For each of the FPMD simulations, changes of the interaction network between the hapten molecule and the AN02 Fab fragment during unbinding were recorded and characterized by computing selected observables as a function of the cantilever position zcant. These were the total electrostatic (Coulomb) and van der Waals (Lennard Jones) interactions 1) between hapten and AN02 and 2) between hapten and selected individual residues of the AN02 binding pocket, and formation and rupture of 3) hydrogen bonds and 4) water bridges between hapten and the relevant AN02 binding pocket residues. As relevant binding pocket residues we selected those residues which, in the course of the FPMD simulations, show significant electrostatic or van der Waals interactions with the hapten. Those were Trp-90(L), Tyr-33(L), Tyr-31(L), Asp-49(L), Ile-96(L), Gln-88(L), Trp-100(H), Tyr-51(H), Pro-101(H), and Tyr-54(H), and will be referred to as "R" below.

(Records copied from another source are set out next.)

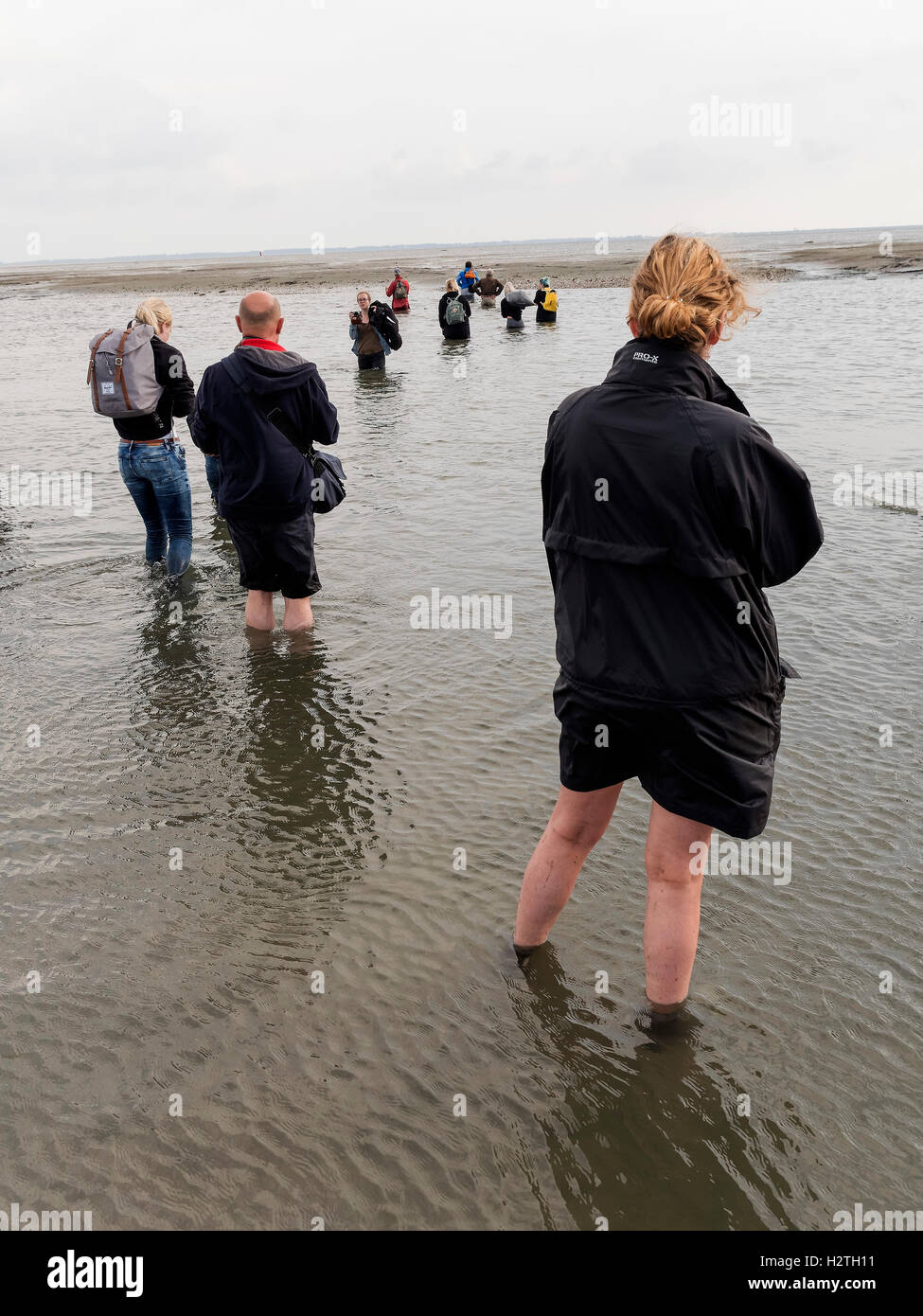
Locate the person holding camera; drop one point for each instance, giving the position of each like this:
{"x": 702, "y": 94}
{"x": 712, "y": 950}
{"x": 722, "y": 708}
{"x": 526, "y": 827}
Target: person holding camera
{"x": 369, "y": 343}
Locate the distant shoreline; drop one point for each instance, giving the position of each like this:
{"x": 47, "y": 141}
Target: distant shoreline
{"x": 427, "y": 267}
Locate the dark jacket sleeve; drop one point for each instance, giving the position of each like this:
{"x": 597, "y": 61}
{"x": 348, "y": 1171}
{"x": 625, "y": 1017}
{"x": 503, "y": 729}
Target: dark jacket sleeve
{"x": 769, "y": 506}
{"x": 324, "y": 424}
{"x": 171, "y": 374}
{"x": 201, "y": 427}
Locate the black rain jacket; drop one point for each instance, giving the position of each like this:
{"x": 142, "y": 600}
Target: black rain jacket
{"x": 666, "y": 511}
{"x": 263, "y": 475}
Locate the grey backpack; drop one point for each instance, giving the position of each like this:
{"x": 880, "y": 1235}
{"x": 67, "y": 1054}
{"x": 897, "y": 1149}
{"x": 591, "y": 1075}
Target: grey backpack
{"x": 454, "y": 312}
{"x": 121, "y": 373}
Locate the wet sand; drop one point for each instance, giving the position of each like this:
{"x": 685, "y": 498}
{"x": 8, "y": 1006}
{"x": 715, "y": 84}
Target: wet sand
{"x": 425, "y": 265}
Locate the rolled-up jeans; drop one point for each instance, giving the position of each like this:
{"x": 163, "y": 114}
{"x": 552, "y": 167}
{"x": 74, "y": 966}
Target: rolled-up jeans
{"x": 157, "y": 479}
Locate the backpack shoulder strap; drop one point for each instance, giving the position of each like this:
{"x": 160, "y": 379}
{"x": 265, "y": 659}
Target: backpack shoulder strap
{"x": 91, "y": 367}
{"x": 120, "y": 373}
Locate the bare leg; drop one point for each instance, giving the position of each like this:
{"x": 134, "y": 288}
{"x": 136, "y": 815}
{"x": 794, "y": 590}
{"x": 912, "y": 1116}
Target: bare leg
{"x": 298, "y": 614}
{"x": 674, "y": 891}
{"x": 578, "y": 820}
{"x": 259, "y": 610}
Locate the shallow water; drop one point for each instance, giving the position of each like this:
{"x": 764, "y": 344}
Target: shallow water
{"x": 319, "y": 790}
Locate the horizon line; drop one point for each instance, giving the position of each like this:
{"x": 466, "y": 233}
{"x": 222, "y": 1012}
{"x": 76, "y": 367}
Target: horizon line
{"x": 417, "y": 246}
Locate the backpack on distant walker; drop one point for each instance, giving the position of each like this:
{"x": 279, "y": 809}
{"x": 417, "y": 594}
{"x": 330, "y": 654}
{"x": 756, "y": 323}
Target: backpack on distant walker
{"x": 121, "y": 373}
{"x": 381, "y": 316}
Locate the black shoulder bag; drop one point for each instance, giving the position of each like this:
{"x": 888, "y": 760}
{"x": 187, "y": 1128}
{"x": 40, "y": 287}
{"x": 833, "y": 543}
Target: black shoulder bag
{"x": 327, "y": 486}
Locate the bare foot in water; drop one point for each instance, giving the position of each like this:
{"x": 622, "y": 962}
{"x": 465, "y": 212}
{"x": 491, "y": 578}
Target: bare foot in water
{"x": 258, "y": 614}
{"x": 298, "y": 616}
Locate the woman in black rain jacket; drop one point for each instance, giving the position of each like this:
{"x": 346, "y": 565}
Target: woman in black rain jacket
{"x": 666, "y": 512}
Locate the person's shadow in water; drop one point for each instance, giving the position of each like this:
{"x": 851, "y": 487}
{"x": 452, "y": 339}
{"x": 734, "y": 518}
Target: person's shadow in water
{"x": 643, "y": 1136}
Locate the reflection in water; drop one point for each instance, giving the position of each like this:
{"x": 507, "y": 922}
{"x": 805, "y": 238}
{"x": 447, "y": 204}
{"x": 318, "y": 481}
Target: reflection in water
{"x": 612, "y": 1133}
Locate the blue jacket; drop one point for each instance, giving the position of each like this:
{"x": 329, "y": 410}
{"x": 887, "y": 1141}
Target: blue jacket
{"x": 263, "y": 475}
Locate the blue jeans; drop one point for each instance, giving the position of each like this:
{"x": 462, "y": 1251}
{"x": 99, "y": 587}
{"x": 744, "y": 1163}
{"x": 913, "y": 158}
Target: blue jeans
{"x": 157, "y": 481}
{"x": 214, "y": 474}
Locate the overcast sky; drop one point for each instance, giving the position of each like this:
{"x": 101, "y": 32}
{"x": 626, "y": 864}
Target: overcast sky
{"x": 138, "y": 127}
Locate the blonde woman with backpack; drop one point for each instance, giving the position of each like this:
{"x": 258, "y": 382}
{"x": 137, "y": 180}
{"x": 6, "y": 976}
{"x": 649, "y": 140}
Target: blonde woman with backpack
{"x": 151, "y": 462}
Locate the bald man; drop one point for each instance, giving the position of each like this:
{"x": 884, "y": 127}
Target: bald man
{"x": 261, "y": 411}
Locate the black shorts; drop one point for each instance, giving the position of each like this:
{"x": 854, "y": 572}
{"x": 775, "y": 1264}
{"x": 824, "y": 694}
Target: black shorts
{"x": 276, "y": 554}
{"x": 711, "y": 762}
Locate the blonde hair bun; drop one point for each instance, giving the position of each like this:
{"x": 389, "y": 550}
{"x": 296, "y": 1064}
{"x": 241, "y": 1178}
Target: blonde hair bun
{"x": 683, "y": 293}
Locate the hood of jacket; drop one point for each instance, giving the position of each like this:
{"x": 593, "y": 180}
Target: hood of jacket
{"x": 274, "y": 371}
{"x": 661, "y": 366}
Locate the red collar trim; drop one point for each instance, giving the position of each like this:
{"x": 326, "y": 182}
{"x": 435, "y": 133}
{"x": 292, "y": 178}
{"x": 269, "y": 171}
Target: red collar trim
{"x": 262, "y": 343}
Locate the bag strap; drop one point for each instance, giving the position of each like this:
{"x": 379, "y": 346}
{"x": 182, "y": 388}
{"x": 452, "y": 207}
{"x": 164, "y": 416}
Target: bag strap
{"x": 91, "y": 367}
{"x": 120, "y": 374}
{"x": 274, "y": 415}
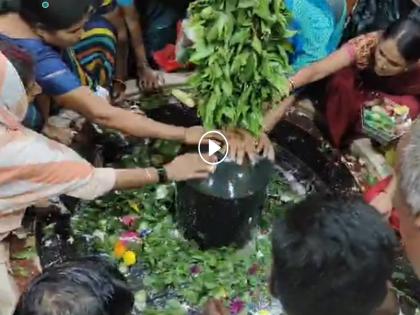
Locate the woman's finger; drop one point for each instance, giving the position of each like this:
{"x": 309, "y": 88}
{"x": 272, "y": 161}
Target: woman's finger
{"x": 271, "y": 155}
{"x": 240, "y": 155}
{"x": 260, "y": 146}
{"x": 251, "y": 155}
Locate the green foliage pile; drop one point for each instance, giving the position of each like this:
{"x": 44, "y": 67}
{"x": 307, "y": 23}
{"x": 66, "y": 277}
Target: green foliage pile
{"x": 240, "y": 52}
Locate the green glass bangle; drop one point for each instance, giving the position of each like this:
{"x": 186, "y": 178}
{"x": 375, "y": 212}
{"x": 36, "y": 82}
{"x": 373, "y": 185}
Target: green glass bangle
{"x": 163, "y": 175}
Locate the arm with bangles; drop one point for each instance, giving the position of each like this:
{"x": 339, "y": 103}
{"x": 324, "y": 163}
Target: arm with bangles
{"x": 313, "y": 73}
{"x": 98, "y": 110}
{"x": 147, "y": 77}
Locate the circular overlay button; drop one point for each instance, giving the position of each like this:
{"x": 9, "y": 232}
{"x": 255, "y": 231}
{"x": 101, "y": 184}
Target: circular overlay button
{"x": 213, "y": 146}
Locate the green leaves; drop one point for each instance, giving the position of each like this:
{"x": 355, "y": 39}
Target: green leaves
{"x": 173, "y": 263}
{"x": 238, "y": 48}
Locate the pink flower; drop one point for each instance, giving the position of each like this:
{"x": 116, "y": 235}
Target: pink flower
{"x": 253, "y": 269}
{"x": 129, "y": 220}
{"x": 195, "y": 270}
{"x": 237, "y": 306}
{"x": 129, "y": 237}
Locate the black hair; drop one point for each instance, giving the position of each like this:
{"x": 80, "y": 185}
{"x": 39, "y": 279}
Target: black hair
{"x": 90, "y": 286}
{"x": 331, "y": 257}
{"x": 7, "y": 6}
{"x": 407, "y": 34}
{"x": 54, "y": 15}
{"x": 21, "y": 61}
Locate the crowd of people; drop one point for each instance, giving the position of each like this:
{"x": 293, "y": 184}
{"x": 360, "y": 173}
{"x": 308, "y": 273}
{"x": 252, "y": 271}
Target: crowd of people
{"x": 64, "y": 65}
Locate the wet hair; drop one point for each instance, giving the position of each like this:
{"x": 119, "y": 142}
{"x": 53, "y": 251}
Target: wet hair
{"x": 21, "y": 61}
{"x": 331, "y": 257}
{"x": 91, "y": 286}
{"x": 54, "y": 15}
{"x": 407, "y": 34}
{"x": 7, "y": 6}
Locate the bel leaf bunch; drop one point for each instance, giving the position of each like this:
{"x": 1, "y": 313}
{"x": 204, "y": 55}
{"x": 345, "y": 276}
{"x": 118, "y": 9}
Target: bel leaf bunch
{"x": 241, "y": 55}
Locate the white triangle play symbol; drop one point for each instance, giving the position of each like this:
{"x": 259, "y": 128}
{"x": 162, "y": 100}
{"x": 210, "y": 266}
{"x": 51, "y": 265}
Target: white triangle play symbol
{"x": 213, "y": 147}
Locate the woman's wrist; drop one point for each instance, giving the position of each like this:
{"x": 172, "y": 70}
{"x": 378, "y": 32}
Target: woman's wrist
{"x": 152, "y": 175}
{"x": 142, "y": 64}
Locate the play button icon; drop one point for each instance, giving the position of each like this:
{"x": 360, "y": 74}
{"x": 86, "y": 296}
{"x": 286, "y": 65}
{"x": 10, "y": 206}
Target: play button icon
{"x": 213, "y": 146}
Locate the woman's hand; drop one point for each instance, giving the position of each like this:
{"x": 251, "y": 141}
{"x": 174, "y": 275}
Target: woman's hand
{"x": 118, "y": 92}
{"x": 193, "y": 135}
{"x": 189, "y": 166}
{"x": 383, "y": 204}
{"x": 266, "y": 147}
{"x": 62, "y": 135}
{"x": 149, "y": 80}
{"x": 215, "y": 307}
{"x": 241, "y": 144}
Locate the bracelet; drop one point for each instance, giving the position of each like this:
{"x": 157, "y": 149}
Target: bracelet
{"x": 149, "y": 176}
{"x": 292, "y": 85}
{"x": 163, "y": 175}
{"x": 119, "y": 81}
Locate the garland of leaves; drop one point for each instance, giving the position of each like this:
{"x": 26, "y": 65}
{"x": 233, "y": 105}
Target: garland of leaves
{"x": 240, "y": 53}
{"x": 177, "y": 277}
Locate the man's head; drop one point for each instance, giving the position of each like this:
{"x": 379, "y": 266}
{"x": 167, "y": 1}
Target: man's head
{"x": 331, "y": 257}
{"x": 86, "y": 287}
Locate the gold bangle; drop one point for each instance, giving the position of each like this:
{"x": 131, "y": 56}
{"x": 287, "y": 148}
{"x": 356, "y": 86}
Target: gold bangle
{"x": 292, "y": 85}
{"x": 149, "y": 176}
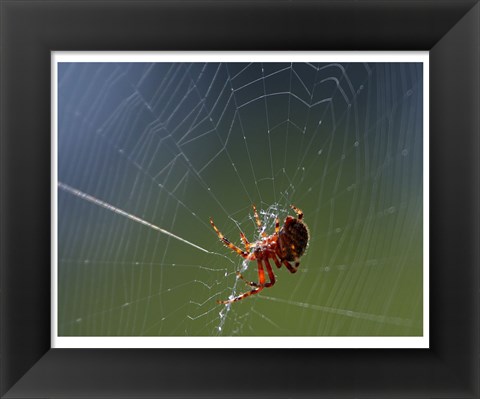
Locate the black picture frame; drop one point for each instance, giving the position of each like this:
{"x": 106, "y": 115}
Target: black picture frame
{"x": 30, "y": 30}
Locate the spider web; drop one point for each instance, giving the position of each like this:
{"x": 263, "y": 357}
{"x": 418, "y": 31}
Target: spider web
{"x": 149, "y": 151}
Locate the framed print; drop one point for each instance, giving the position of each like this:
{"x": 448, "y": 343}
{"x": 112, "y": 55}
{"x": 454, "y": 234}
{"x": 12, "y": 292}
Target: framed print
{"x": 223, "y": 129}
{"x": 184, "y": 193}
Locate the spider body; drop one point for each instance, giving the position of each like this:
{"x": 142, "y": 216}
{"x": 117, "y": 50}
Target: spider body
{"x": 284, "y": 246}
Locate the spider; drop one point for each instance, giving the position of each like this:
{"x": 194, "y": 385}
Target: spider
{"x": 284, "y": 246}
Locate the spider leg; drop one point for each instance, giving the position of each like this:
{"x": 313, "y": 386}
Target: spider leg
{"x": 271, "y": 276}
{"x": 256, "y": 290}
{"x": 292, "y": 269}
{"x": 227, "y": 242}
{"x": 259, "y": 223}
{"x": 298, "y": 212}
{"x": 245, "y": 241}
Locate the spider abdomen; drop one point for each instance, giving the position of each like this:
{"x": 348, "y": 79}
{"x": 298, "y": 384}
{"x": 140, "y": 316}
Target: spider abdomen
{"x": 292, "y": 239}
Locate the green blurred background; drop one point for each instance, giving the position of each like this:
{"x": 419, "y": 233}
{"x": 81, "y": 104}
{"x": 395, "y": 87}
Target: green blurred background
{"x": 174, "y": 144}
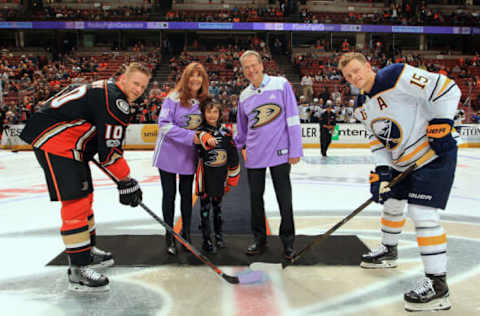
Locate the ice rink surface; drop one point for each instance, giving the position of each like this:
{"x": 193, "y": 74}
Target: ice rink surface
{"x": 324, "y": 191}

From the FPMD trajectories the electrostatic and van der Waals energies, respectively, among all atoms of the DNP molecule and all atoms of the protein and among all atoms of the DNP molecule and all atoms of the selected binding pocket residues were computed using XPLOR (Brünger, 1988). A cutoff of 10 Å was used for these energy computations. Energies were computed once per picosecond by averaging the values of 10 snapshots taken every 100 fs for each picosecond. To assess the integrity of the binding pocket during equilibration, this analysis has also been carried out on the 1500-ps equilibration trajectory for comparison.

Strength, formation, and rupture of hydrogen bonds between hapten and the binding pocket residues in the course of the unbinding process was monitored using a combined geometric and energetic criterion for the identification and quantification of hydrogen bonds (Kitao et al., 1993). Accordingly, a hydrogen bond was identified if the involved heavy atoms were closer to each other than 4 Å and if the sum of van der Waals and electrostatic energy was negative and its absolute value >1 kcal/mol. This sum was used to measure the strength of the identified hydrogen bonds. Water bridges between the hapten molecule and binding pocket residues were identified by requiring a water molecule to simultaneously form two hydrogen bonds, one to the hapten molecule and one to a binding pocket residue.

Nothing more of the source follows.